Вера взглянула на какой-то газетный обрывок. Там действительно было написано три слова: «логоневроз, психогенное расстройство». Вера пожала плечами и положила бумажку на стол.
— В общем, если сказать русским языком, Иван Иванович и сам никогда не знает, когда начнет заикаться, а в какой момент — сорокой трещать. Все от нервов проклятых зависит, — с готовностью пояснила Ленка. — Вот видишь, пока слова сказать не может, только поет. И знаешь, что он мне тут напел? Как будто бы в нашем доме еще до революции мужик один жил из музыкантов или там каких-то художников, в трубу дудел. Вот, говорит, здесь у нас поэтому теперь аура такая, пению способствует. Только я лично в эти глупости, Вер, не верю.
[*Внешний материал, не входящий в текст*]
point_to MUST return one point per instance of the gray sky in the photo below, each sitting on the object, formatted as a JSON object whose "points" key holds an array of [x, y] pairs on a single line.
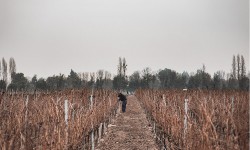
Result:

— Здравствуйте! Ты же во все веришь! Во все гадания на свете, в любых карточных королей!
— В королей, может, и верю, а как кто-нибудь начинает про всякие энергетические поля распространяться — нет уж, от этого дела у меня прямо с души воротит.
— Так ведь энергетические поля и правда существуют, наукой доказано, — удивилась Вера.
— А мне плевать на науку. Я сама себе наука, — огрызнулась Ленка. — Сказала же — не верю, вот тебе и все.
— Налей гусару, Тамарочка! — вдруг старательно, достаточно приятным голосом пропел Иван Иванович.
— Я не Тамарочка. Ленка я, Елена. Вы что, уже забыли, что ли?
— Это стихотворение такое. Ле-ле-ле… — попытался было разъяснить, но снова споткнулся на слове Иван Иванович.
— Ленка, — подсказала хозяйка, подливая соседу в рюмку. — Вы же мне пели, что у вас от выпивки разговор открывается! Что-то пока не заметно.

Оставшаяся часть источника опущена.